Artificial Intelligence in 2019 — Not so Intelligent after All

While some are busy musing about the singularity (point where AI supersedes human intelligence), I spent the last two weeks training models only to notice that the results were garbage because of my lack of diligence in terms of cleaning up input data. “Stupid stuff” like ‘https’, ‘http’, and full URLs skewing word clouds and charts were only the tip of the very large iceberg, but already showed the amount of time and CPU/RAM cycles one can waste by not continuously testing intermediary results.

Even Automatic Machine Learning Does not Automatically Yield Usable Results

The four exciting parts of automatic machine learning are automatic data cleansing, automatic model selection, automatic hyperparameterization, and running multiple models against each other to be able to pick the one with the lowest error rate. While all of this is fantastic, without understanding your data sources with all of their dependencies, specific column characteristics, and unnecessary data points that prolong the model building process by hours or days, auto machine learning still is not a turnkey set and forget process, but provides guardrails that help experienced users who do not have to be data scientists, achieve a good level of success.

Example: The below data set shows the percentage of projects where data scientists leverage machine learning models. However, the problem with the underlying data set was the definition of “data scientist”, versus “data engineer”, versus “data savvy developer”, versus someone who only assumes to be a data scientist but does not have the qualifications. In short, to arrive at the below chart we needed to go through a number of extra steps to eliminate about 40% of rows from the data set, as they included information from irrelevant respondents. And as it later turned out lowered “machine learning adoption” by almost 20%.

Here’s the Thing: You Can Do it, but How Long Will it Take?

Even training small models with only a few GB of training data often take hours and multiple CPUs or GPUs to train. And if you do not wait for the training results, you may train multiple models in parallel only to realize that they all need retraining because you left in a garbage column or you forgot to change the scale or format of an input parameter. Or, just as bad, you falsely eliminate an input column and lose critical predictive power. The insidious part is that you may actually not noticed this issue until much further down the road when you arrive at contradictory conclusions and may not even remember the earlier culling of that column. This makes it easy to lose an entire week on simple issues that of course an experienced data scientist would have noticed and eliminated immediately.
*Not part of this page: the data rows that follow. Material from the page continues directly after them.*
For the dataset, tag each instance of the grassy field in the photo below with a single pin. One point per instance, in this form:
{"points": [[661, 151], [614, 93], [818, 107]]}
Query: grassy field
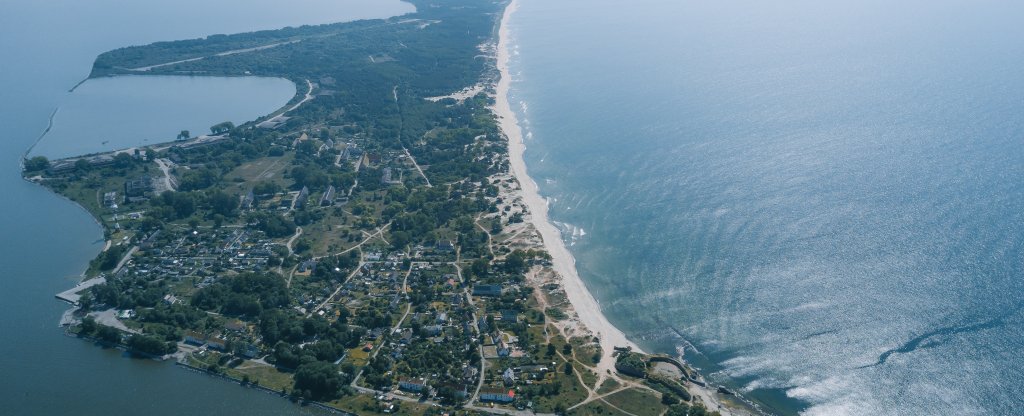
{"points": [[637, 402], [266, 376], [596, 408], [263, 169]]}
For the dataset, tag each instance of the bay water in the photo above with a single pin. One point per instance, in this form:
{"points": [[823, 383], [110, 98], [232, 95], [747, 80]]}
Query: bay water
{"points": [[820, 204], [45, 49]]}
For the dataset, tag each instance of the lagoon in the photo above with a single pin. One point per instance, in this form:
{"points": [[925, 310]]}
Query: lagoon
{"points": [[115, 113], [47, 47]]}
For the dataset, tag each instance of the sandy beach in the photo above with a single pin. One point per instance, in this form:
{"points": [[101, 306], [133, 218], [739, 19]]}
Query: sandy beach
{"points": [[584, 303], [586, 308]]}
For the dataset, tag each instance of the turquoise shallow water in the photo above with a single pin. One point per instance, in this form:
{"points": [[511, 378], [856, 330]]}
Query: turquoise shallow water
{"points": [[109, 114], [824, 198], [46, 48]]}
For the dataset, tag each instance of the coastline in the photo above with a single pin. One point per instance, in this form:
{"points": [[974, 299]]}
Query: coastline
{"points": [[583, 301], [585, 306]]}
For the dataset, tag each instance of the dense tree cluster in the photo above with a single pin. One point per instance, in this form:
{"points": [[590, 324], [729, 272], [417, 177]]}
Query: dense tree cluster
{"points": [[245, 294]]}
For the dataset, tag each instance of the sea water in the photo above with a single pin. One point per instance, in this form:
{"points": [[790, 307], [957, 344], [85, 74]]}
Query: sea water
{"points": [[824, 199], [46, 47]]}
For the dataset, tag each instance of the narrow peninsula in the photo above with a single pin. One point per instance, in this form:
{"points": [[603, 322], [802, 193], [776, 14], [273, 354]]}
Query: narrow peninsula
{"points": [[369, 248]]}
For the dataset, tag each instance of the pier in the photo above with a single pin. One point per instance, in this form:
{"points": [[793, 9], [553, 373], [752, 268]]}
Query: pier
{"points": [[73, 295]]}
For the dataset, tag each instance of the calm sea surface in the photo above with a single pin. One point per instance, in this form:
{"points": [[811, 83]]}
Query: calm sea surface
{"points": [[109, 114], [825, 198], [45, 48]]}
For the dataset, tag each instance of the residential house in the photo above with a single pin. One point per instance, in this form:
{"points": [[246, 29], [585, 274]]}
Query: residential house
{"points": [[413, 384], [497, 394], [487, 290], [328, 199]]}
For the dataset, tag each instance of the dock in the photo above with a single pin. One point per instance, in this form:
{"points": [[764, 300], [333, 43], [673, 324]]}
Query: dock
{"points": [[73, 295]]}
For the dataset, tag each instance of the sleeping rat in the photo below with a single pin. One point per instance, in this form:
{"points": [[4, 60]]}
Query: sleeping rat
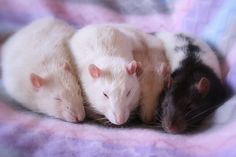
{"points": [[148, 50], [37, 70], [108, 71], [195, 87]]}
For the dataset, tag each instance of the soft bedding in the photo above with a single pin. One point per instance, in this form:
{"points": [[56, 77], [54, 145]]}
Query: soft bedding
{"points": [[23, 133]]}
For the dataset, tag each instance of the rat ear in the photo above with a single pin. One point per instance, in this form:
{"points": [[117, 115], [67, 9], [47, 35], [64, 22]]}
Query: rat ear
{"points": [[67, 67], [134, 67], [203, 86], [169, 82], [36, 80], [94, 71], [164, 70]]}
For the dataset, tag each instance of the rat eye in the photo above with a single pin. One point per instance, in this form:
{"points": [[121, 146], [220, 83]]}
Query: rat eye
{"points": [[105, 95], [58, 99], [128, 93]]}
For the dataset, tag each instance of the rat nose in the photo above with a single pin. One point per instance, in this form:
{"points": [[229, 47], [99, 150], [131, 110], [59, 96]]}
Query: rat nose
{"points": [[120, 119], [79, 118], [172, 129]]}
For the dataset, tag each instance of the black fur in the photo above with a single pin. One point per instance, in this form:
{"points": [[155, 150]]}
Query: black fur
{"points": [[183, 106]]}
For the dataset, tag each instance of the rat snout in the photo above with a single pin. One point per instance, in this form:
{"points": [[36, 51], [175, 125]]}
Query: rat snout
{"points": [[174, 125], [118, 118]]}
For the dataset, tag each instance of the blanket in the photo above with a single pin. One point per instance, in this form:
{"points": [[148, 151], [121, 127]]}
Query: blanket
{"points": [[24, 133]]}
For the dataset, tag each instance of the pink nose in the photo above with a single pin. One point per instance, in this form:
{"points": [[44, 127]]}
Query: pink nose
{"points": [[120, 120], [172, 129], [79, 118]]}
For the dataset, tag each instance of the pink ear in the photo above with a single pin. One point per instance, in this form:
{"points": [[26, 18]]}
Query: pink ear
{"points": [[134, 67], [203, 86], [169, 82], [67, 67], [164, 70], [36, 80], [95, 72]]}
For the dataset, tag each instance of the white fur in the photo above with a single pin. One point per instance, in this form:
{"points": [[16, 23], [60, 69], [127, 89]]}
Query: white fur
{"points": [[149, 52], [110, 50], [41, 48], [170, 41]]}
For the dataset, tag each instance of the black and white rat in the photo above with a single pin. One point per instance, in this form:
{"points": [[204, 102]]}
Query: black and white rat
{"points": [[37, 70], [195, 87]]}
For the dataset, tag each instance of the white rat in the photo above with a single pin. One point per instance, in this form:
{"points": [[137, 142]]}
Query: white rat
{"points": [[150, 53], [37, 70], [108, 72]]}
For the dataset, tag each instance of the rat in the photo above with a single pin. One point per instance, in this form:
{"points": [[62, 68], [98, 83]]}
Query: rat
{"points": [[195, 87], [108, 72], [150, 53], [38, 70]]}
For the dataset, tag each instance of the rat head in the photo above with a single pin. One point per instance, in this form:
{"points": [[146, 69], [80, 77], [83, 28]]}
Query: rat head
{"points": [[115, 89], [187, 102], [60, 92]]}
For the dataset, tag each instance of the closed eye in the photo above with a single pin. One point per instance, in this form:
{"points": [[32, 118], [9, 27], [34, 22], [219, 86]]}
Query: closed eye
{"points": [[106, 95], [128, 93], [58, 99]]}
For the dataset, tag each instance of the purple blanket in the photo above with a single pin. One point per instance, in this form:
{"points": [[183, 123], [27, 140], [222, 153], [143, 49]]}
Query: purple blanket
{"points": [[23, 133]]}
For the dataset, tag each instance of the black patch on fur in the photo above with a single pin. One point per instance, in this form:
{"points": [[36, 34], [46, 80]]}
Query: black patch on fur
{"points": [[182, 103]]}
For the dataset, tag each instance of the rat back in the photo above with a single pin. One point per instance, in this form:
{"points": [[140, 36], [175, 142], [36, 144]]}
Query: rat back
{"points": [[41, 48]]}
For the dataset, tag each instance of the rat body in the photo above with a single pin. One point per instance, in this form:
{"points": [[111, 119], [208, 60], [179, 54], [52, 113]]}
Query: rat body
{"points": [[37, 70], [108, 72], [195, 87], [150, 53]]}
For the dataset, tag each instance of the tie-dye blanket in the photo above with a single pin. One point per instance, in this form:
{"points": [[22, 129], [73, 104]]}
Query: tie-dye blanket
{"points": [[24, 133]]}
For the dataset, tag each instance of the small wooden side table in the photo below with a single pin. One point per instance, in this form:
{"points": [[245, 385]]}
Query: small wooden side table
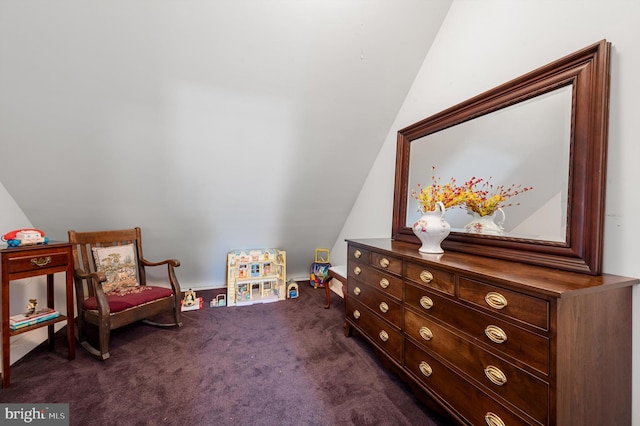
{"points": [[30, 261]]}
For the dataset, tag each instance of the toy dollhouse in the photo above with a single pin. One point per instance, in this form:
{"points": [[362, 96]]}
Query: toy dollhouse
{"points": [[256, 276]]}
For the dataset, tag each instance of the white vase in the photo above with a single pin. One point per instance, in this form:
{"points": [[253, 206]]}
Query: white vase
{"points": [[432, 229], [487, 225]]}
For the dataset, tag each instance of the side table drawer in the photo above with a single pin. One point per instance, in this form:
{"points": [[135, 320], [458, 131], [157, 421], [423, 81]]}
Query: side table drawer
{"points": [[25, 262]]}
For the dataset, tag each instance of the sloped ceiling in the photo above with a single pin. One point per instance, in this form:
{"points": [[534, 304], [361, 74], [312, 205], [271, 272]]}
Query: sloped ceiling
{"points": [[213, 125]]}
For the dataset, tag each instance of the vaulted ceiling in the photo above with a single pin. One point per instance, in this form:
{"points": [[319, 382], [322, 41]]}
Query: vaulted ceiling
{"points": [[213, 125]]}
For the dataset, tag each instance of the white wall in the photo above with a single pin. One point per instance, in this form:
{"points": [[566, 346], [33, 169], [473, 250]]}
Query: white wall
{"points": [[483, 44], [212, 125]]}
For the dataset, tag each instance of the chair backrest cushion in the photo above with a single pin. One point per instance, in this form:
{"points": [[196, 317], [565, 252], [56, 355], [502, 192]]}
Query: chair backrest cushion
{"points": [[119, 264]]}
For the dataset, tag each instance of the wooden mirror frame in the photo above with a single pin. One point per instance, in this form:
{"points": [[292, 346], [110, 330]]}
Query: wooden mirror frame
{"points": [[587, 70]]}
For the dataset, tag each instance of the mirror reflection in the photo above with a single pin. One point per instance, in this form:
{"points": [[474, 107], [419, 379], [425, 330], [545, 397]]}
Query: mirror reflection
{"points": [[527, 143]]}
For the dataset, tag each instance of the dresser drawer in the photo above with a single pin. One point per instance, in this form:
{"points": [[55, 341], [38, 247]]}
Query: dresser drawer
{"points": [[522, 345], [382, 281], [377, 301], [387, 263], [470, 402], [518, 306], [380, 332], [39, 260], [524, 390], [359, 254], [436, 279]]}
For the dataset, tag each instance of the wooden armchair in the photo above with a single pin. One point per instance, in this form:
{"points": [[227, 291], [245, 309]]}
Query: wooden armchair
{"points": [[111, 286]]}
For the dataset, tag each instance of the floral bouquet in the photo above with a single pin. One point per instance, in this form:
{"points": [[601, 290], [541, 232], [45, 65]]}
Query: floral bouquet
{"points": [[483, 198], [449, 194]]}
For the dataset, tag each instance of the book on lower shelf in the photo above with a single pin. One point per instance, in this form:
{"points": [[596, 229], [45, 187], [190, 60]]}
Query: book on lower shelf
{"points": [[24, 320]]}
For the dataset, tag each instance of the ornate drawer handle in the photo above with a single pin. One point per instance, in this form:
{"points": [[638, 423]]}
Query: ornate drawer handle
{"points": [[41, 261], [493, 419], [425, 368], [426, 302], [495, 334], [426, 276], [425, 333], [495, 300], [384, 283], [496, 375]]}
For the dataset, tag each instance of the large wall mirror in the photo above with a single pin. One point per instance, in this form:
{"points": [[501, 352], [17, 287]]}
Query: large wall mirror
{"points": [[547, 130]]}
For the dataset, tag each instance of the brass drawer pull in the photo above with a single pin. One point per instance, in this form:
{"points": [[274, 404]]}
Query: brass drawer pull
{"points": [[493, 419], [425, 368], [426, 302], [384, 283], [495, 300], [496, 375], [41, 261], [425, 333], [495, 334], [426, 276]]}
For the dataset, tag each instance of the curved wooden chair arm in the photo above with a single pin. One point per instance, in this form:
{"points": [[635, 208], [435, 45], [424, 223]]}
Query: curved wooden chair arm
{"points": [[99, 276], [171, 262]]}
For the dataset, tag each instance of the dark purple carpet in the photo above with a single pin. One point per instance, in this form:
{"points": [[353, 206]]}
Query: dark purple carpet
{"points": [[283, 363]]}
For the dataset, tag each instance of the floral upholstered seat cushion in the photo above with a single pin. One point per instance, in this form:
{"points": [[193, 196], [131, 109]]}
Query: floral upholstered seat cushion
{"points": [[122, 299], [119, 264]]}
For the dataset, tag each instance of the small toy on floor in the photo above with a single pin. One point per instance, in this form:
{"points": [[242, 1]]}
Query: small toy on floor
{"points": [[319, 268], [220, 300], [190, 302], [292, 289]]}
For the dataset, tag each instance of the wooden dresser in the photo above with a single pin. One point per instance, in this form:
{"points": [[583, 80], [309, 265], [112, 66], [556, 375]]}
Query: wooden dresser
{"points": [[495, 342]]}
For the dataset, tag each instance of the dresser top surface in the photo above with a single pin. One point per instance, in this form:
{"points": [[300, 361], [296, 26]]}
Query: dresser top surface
{"points": [[552, 282]]}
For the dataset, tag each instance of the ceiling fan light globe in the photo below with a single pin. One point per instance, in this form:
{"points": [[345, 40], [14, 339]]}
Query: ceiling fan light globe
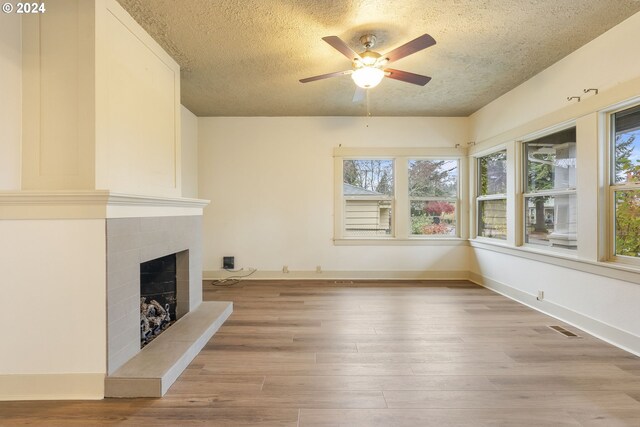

Example: Translation Needed: The below chart shows the number of support questions for the major container management platforms. But why is Docker showing so low? The docker-ee tag in StackOverflow is definitely the right one, but it turns out that people are not very good at using this tag, due to the somewhat awkward product name: Docker Enterprise Edition. But we can also not simply use the “docker” tag, as most people use this tag for everything that has to do with containers, but in most cases has nothing to do with the commercial Docker Enterprise Edition. This means that we have to figure out how to get this info into our data table so that we can create a more realistic market chart. This involves finding and analyzing rows that are about Docker EE, but did not apply the tag. Needless to say that this is a time consuming procedure that pure play data scientists will struggle with, as they may not know enough about the subject matter to develop rules to automatically tag records as “docker-ee”.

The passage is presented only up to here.